Matarakyat.com, Kota Bandung, – Warga mengungkapkan kekhawatiran mereka terkait peredaran obat keras daftar yang tampak sulit diberantas di Kota Bandung, sehingga mendesak Gubernur Jawa Barat Dedi Mulyadi untuk turun tangan.

Salah satu warga, yang enggan disebutkan namanya, menyatakan keprihatinannya atas maraknya peredaran obat keras jenis Eximer dan Tramadol.

Menurut keterangan yang diterima, terpantau di beberapa lokasi terdapat toko-toko berkedok warung kelontongyang dengan bebas menjual obat keras daftar G jenis Eximer dan Tramadol.

Salah satu toko yang diduga mengedarkan obat keras tanpa izin yaitu yang berlokasi di Jalan Adiwarta, Kecamatan Lembang, Kabupaten Bandung.

Seorang pria yang mengaku sebagai pekerja di warung milik seorang bernama Pay mengungkapkan, “Obat keras jenis Eximer dan Tramadol dijual dengan sangat bebas di warung ini, tanpa ada pengawasan yang memadai.”

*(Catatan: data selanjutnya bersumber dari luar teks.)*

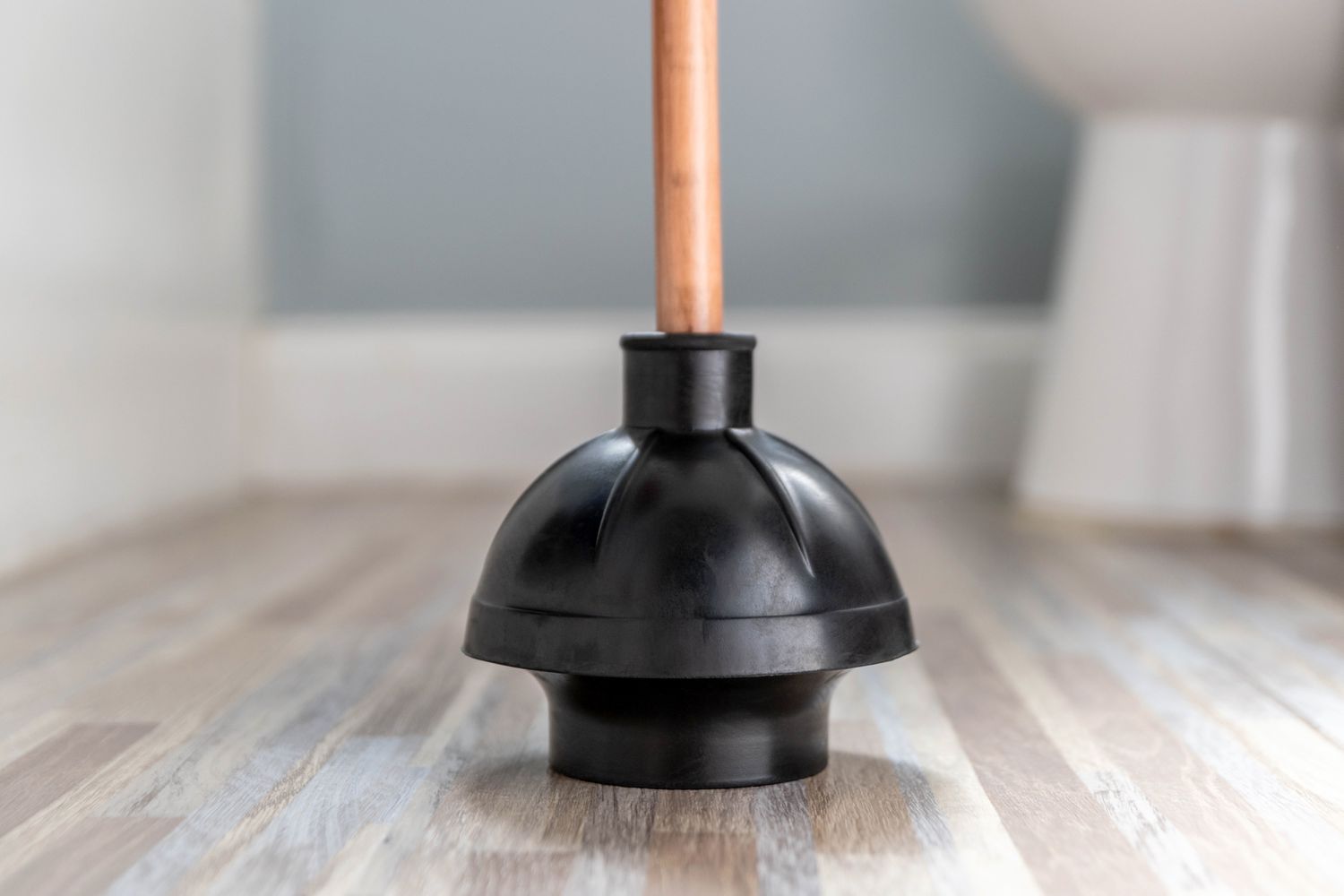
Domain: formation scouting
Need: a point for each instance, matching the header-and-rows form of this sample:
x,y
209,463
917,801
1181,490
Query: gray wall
x,y
435,155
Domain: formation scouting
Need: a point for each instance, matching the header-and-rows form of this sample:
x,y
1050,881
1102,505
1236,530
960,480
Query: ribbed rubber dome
x,y
710,554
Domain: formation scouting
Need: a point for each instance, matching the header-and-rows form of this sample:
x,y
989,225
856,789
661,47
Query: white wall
x,y
921,394
128,261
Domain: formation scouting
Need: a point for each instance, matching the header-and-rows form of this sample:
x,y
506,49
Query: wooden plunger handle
x,y
685,163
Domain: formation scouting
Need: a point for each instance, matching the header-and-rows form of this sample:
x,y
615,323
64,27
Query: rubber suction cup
x,y
688,587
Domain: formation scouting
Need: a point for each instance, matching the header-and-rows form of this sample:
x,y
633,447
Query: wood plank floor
x,y
271,700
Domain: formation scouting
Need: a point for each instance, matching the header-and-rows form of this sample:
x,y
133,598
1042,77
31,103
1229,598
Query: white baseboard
x,y
107,424
910,392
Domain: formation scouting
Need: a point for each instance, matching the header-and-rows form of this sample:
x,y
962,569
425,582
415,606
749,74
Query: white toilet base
x,y
1196,368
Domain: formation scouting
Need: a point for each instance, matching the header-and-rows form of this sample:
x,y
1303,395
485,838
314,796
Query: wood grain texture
x,y
685,166
273,700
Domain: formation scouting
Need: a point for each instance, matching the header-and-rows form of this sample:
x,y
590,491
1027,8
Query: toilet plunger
x,y
687,587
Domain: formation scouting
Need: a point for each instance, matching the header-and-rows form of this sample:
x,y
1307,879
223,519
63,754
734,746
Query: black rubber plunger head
x,y
687,587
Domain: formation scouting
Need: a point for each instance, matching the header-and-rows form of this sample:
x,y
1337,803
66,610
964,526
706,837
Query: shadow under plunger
x,y
688,587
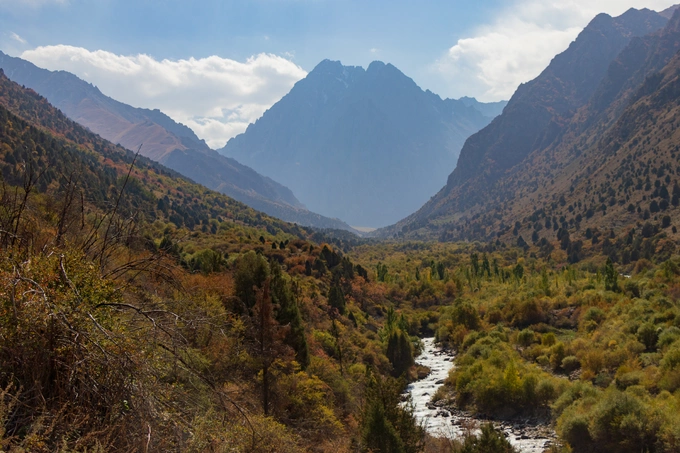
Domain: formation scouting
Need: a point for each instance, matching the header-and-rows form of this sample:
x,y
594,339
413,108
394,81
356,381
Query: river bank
x,y
441,419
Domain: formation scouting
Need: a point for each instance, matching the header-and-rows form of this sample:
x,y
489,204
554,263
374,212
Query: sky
x,y
217,65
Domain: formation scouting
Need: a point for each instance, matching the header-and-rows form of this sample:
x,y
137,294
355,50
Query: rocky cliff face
x,y
164,141
561,156
368,146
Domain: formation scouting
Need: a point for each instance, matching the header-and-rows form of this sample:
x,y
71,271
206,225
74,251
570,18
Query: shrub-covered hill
x,y
608,161
35,135
142,312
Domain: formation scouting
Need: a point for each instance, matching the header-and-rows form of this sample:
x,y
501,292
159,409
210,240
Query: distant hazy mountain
x,y
165,141
368,146
589,145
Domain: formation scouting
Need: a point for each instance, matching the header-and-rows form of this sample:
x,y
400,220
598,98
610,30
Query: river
x,y
443,422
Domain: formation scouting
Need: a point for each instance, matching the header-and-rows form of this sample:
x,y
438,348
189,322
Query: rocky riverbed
x,y
442,420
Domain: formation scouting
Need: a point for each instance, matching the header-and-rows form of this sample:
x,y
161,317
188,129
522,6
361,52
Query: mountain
x,y
546,163
165,141
365,145
60,154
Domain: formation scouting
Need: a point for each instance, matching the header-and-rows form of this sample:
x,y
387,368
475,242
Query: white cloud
x,y
216,97
519,42
17,38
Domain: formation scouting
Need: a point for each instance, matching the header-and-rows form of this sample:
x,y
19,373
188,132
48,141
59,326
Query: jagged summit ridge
x,y
365,145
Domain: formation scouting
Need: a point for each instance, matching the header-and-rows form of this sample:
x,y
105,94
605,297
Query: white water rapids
x,y
439,422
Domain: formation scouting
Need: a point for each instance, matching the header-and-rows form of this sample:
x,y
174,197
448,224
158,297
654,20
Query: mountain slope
x,y
571,104
368,146
164,140
36,136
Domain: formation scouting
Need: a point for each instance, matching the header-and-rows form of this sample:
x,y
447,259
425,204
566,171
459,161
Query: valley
x,y
512,283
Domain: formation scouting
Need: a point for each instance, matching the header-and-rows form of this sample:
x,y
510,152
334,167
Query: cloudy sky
x,y
217,65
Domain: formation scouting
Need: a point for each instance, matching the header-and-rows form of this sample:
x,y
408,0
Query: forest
x,y
140,312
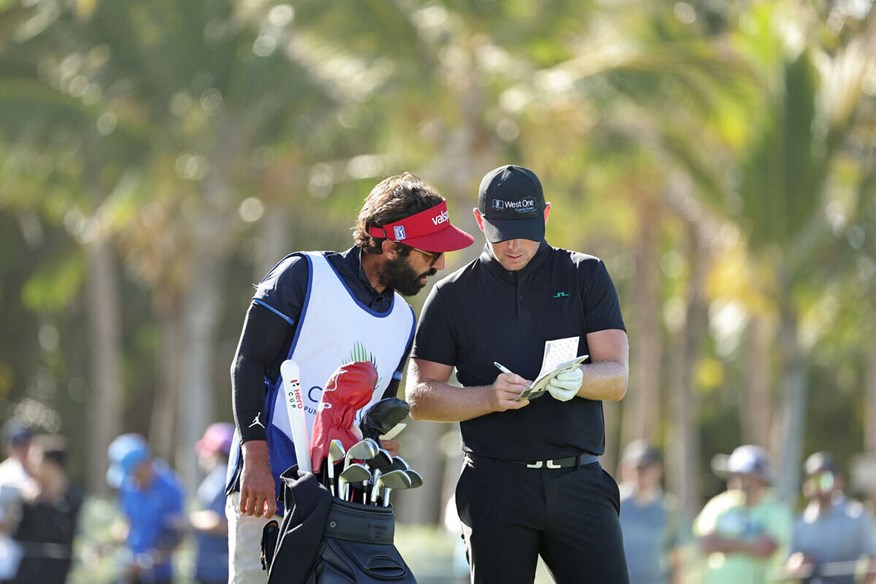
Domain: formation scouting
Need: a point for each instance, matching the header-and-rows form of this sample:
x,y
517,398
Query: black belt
x,y
568,462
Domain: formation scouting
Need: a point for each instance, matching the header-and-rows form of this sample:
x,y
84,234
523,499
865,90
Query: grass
x,y
433,555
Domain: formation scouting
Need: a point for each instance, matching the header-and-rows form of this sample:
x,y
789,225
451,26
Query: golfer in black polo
x,y
532,484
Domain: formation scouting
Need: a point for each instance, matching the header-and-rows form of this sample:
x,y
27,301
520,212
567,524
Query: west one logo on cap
x,y
524,205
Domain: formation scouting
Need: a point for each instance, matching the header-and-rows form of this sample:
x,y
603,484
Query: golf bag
x,y
325,540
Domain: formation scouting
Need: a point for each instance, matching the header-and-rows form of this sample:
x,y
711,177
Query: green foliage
x,y
54,284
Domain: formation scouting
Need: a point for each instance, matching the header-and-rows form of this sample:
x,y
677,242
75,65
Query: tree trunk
x,y
203,298
683,450
106,410
870,396
163,432
642,403
757,408
788,452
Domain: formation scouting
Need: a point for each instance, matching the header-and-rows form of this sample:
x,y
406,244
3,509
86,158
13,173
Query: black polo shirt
x,y
483,313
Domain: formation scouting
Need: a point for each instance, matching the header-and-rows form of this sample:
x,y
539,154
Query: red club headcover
x,y
347,391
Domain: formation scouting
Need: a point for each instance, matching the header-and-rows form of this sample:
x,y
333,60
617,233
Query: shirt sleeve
x,y
284,288
434,339
601,305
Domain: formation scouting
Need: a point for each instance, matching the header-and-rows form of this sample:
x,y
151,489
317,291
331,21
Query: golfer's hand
x,y
565,386
507,387
257,495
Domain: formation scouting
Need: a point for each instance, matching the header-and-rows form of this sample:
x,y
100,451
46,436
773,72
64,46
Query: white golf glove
x,y
565,386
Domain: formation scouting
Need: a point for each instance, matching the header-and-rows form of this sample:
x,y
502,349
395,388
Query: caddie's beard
x,y
401,277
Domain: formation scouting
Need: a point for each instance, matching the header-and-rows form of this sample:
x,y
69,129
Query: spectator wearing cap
x,y
649,518
743,530
151,499
49,515
17,438
14,479
208,521
832,540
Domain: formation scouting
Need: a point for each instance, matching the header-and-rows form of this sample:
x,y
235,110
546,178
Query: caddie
x,y
324,309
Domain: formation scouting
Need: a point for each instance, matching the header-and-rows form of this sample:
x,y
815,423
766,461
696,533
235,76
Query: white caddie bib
x,y
335,329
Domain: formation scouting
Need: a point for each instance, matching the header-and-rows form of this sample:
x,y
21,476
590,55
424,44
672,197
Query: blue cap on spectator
x,y
125,453
16,434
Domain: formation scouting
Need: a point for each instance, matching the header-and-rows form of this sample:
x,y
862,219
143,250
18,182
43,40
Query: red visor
x,y
429,230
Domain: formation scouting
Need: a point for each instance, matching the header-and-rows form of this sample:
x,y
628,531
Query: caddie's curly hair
x,y
392,199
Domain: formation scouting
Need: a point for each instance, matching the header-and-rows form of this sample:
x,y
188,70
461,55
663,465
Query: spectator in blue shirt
x,y
833,534
649,517
151,498
208,521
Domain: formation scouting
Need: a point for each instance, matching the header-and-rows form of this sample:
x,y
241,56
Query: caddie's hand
x,y
257,494
565,386
505,389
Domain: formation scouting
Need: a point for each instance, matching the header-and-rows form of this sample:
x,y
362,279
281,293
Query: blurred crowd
x,y
744,534
41,511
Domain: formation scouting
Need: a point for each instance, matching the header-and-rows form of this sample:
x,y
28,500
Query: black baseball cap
x,y
511,201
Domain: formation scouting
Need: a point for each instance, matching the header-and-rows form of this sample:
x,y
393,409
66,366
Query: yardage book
x,y
559,356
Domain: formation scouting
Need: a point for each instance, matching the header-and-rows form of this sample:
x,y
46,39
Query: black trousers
x,y
512,514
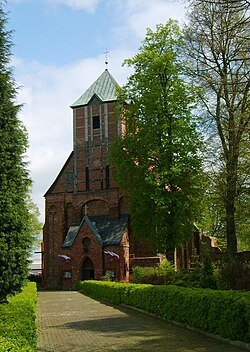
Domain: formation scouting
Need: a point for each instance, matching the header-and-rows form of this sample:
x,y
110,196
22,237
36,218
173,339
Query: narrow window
x,y
107,177
96,122
87,178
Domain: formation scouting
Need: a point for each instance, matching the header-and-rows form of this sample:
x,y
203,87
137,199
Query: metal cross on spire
x,y
106,60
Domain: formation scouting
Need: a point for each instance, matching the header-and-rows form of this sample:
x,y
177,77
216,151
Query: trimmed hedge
x,y
224,313
18,322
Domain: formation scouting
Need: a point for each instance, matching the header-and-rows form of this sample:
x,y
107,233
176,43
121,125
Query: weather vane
x,y
106,61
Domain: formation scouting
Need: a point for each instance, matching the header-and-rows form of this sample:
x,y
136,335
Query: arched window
x,y
87,269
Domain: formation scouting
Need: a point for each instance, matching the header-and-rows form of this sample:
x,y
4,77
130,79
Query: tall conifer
x,y
15,238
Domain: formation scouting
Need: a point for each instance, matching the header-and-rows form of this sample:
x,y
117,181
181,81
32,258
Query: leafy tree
x,y
15,238
218,44
156,160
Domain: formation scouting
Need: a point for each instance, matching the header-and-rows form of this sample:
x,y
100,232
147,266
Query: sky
x,y
58,52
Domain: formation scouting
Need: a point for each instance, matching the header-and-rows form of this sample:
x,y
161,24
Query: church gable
x,y
107,231
74,232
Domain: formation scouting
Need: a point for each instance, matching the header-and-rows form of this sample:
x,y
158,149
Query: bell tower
x,y
95,126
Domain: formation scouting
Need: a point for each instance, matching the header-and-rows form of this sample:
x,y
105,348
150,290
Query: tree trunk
x,y
230,207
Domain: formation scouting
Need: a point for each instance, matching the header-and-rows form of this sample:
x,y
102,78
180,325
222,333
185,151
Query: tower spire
x,y
106,57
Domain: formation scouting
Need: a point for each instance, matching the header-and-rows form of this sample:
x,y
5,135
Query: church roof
x,y
108,231
104,88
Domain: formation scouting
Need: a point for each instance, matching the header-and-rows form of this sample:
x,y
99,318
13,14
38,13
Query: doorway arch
x,y
87,269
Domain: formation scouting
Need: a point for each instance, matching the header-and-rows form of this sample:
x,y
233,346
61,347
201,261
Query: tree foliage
x,y
156,160
218,46
15,237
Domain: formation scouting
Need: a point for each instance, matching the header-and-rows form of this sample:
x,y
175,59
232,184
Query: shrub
x,y
18,322
225,313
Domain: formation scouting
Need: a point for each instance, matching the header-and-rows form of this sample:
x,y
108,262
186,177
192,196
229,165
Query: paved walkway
x,y
70,321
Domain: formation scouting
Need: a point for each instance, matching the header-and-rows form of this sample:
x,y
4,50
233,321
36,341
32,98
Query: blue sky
x,y
58,52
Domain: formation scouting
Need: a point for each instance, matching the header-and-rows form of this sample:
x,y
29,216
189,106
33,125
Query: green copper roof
x,y
108,231
104,88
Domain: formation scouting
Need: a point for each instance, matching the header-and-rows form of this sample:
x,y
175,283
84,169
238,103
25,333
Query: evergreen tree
x,y
15,238
156,161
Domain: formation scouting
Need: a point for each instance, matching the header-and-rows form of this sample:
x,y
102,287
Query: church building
x,y
86,232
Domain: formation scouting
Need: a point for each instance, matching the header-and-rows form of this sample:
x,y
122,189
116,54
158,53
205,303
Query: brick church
x,y
86,231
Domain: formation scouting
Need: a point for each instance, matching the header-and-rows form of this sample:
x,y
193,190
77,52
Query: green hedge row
x,y
18,322
223,313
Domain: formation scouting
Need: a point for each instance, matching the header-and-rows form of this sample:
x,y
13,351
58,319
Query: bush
x,y
18,322
225,313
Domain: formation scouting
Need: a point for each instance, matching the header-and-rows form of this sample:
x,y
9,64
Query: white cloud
x,y
87,5
135,16
47,93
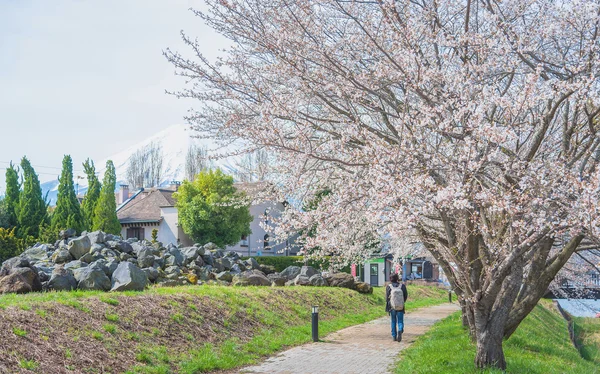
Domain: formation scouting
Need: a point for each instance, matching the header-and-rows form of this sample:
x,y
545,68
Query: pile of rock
x,y
99,261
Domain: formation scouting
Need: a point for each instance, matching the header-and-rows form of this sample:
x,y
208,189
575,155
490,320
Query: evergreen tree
x,y
68,212
93,193
31,212
212,210
11,200
105,214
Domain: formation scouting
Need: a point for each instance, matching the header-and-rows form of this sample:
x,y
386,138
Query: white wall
x,y
380,273
168,230
147,231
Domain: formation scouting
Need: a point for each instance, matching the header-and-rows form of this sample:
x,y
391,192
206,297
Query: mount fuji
x,y
175,141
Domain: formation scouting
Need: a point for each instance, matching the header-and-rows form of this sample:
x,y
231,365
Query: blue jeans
x,y
397,318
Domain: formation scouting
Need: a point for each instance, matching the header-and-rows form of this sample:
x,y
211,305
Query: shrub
x,y
282,262
10,245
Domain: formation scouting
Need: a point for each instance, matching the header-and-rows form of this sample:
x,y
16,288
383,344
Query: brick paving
x,y
366,348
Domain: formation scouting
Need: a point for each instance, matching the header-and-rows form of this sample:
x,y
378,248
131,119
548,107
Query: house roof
x,y
145,206
256,190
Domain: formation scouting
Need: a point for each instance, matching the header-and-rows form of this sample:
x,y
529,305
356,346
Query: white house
x,y
149,209
154,208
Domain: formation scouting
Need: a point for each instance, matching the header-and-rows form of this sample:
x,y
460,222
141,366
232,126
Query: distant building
x,y
154,208
149,209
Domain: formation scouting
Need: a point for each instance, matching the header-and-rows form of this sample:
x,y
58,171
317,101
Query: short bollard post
x,y
315,322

Situasi serupa juga terlihat di Jalan Babakan Cianjur, Sukaraja, Kecamatan Cicendo, Kota Bandung. Warung dengan tampilan sederhana tersebut diketahui sering dikunjungi oleh remaja pria yang diduga hendak membeli obat keras jenis Eximer dan Tramadol.

Warga menilai bahwa peredaran obat keras daftar G yang tak terkendali ini mengancam kesehatan masyarakat, terutama di kalangan remaja, dan menyerukan agar aparat terkait segera mengambil langkah tegas.

“Sudah saatnya pemerintah daerah turun tangan. Gubernur Jawa Barat harus menunjukkan komitmennya untuk menghentikan peredaran obat keras ilegal ini demi keamanan dan kesehatan warga Bandung,” pungkas warga tersebut.

Hingga saat ini, pihak berwenang belum memberikan tanggapan resmi mengenai peredaran obat keras daftar di wilayah Bandung. Namun, masyarakat berharap agar kasus ini segera mendapatkan penanganan serius guna mencegah dampak negatif yang lebih luas di kemudian hari.